Marie-Madeleine Diallo, actrice du film "Blissi Ndiaye ou la visite de la dame"

Issu de la première promotion de l'école des architectes du Sénégal, il y a plus de 30 ans, Nicolas Sawalo Cissé s'essaye désormais au 7ème art. Et après une année dans sa veste de réalisateur, il présente à cette 22ème édition du festival panafricain du cinéma et de la télévision de Ouagadougou (Fespaco) Blissi Ndiaye ou la visite de la dame, un court métrage de 23 minutes. Dans cet entretien, l'architecte nous parle de ses passions pour le cinéma, et le combat à mener pour développer le cinéma africain et particulièrement celui du Sénégal.

Africiné : Vous êtes architecte de formation, ça n'a pas été difficile d'intégrer le monde du cinéma ?

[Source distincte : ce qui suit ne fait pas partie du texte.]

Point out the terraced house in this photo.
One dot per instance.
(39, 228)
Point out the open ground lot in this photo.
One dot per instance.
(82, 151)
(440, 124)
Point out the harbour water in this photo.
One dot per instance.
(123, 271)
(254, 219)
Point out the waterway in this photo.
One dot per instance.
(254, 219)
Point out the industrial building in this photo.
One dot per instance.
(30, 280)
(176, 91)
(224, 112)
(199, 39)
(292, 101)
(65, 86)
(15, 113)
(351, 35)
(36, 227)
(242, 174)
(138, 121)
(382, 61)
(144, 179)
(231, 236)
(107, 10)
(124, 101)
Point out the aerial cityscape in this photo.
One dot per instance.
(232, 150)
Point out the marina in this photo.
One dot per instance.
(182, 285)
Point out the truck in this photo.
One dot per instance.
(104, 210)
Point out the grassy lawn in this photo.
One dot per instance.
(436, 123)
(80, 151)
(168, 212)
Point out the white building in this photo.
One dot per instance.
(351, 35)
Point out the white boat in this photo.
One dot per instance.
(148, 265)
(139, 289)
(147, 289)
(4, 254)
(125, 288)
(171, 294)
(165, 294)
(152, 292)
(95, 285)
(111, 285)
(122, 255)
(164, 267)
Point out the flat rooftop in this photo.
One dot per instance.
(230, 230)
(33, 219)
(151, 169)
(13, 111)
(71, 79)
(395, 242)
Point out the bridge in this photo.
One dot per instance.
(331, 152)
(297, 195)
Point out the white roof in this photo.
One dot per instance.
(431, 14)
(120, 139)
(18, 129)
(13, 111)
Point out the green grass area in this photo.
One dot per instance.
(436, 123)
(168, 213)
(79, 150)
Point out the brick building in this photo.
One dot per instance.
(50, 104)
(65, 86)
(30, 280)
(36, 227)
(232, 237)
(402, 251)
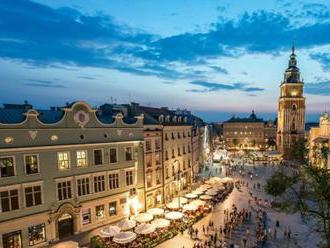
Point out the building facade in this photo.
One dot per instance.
(319, 143)
(291, 108)
(244, 133)
(66, 170)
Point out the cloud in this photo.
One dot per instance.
(321, 88)
(323, 58)
(219, 69)
(43, 83)
(211, 87)
(46, 36)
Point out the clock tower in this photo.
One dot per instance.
(291, 108)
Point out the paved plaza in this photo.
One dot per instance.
(301, 236)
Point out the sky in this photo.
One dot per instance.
(215, 58)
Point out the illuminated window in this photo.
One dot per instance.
(63, 159)
(81, 158)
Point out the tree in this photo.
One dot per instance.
(305, 189)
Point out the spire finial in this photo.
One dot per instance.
(293, 44)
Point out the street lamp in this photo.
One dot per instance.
(178, 177)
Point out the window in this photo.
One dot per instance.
(149, 179)
(148, 160)
(157, 158)
(129, 178)
(114, 181)
(157, 144)
(7, 167)
(112, 208)
(63, 160)
(64, 190)
(113, 155)
(81, 158)
(37, 234)
(98, 157)
(9, 200)
(31, 164)
(158, 176)
(33, 196)
(99, 212)
(13, 239)
(83, 186)
(86, 216)
(148, 145)
(128, 153)
(99, 183)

Nicolas Sawalo : Curieusement non. Je totalise 30 ans dans l'architecture, ce qui m'a permis de comprendre mon histoire et comme l'architecture est la mère des arts, je peux donc m'aventurer dans le cinéma. Auparavant, je fus le premier président des designers africains pour avoir lancé ce style en Afrique vers les années 1994-95. Je trouve que ce sont des arts qui englobent des industries culturelles qui peuvent être très utiles dans notre société.

Et depuis quand vous vous êtes lancé dans le cinéma ?

Juste une année. C'était en février 2010.

Donc en moins d'une année, vous présentez un court métrage pour cette édition du Fespaco, cela n'a pas été trop difficile pour un novice comme vous ?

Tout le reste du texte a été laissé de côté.